An inositol pyrophosphate interaction screen provides insight into the regulation of plant casein kinase II

Inositol pyrophosphates (PP-InsPs) are key nutrient messengers in plants, but their protein receptors remain poorly defined. Using a systems-level affinity screen with biotinylated InsP₆, InsP₇, and InsP₈ in Arabidopsis thaliana , we identify multiple conserved PP-InsP-interacting complexes involved in mRNA metabolism, translation, and cell signaling, including the nuclear α-subunits of casein kinase II (CK2). The CK2 subunit AtCKA1 associates with the PP-InsP kinase AtVIH2, and its 1.9 Å crystal structure with InsP ₆ reveals two conserved PP-InsP binding sites located in the N-and C-terminal lobes. AtCKA1 binds InsP ₆ , InsP ₇ , and InsP ₈ with micromolar affinity. Mutation of both binding sites in the AtCKA ^6xmut mutant abolishes PP-InsP binding in vitro. AtCKA ^6xmut partially rescues the flowering phenotype of ck2a1/2/3 mutants, and equivalent mutations inactivate the yeast orthologs ScCka1 and ScCka2. InsP ₆ competitively inhibits phosphorylation of canonical CK2 substrates by occupying a basic substrate-binding groove.
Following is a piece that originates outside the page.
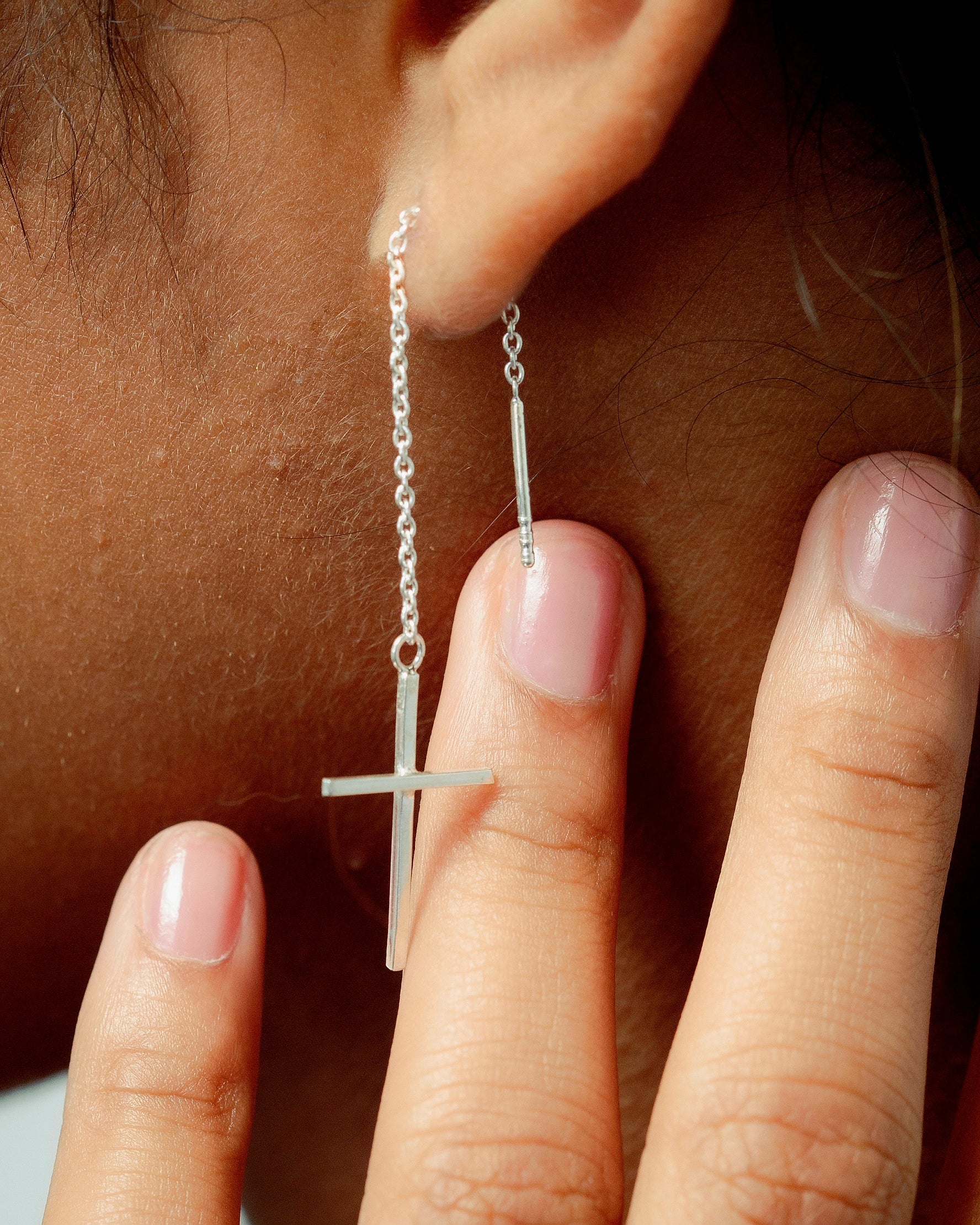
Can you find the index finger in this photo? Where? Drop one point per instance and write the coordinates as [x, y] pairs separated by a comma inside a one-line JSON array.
[[794, 1088], [162, 1077]]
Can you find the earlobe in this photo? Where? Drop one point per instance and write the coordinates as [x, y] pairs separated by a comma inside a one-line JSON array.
[[520, 118]]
Although incorporating β-subunits strongly enhances the phosphorylation of substrates by the AtCK2 holoenzyme, ck2b1/2/3/4 mutants exhibit only mild growth defects in Arabidopsis. In Marchantia , loss of the single ck2a gene severely impairs growth, whereas deletion of the β subunit has no effect. Together, our findings suggest that InsP ₆ /PP-InsPs modulate the activity of the isolated CK2 α-subunit by regulating access to its substrate-binding site.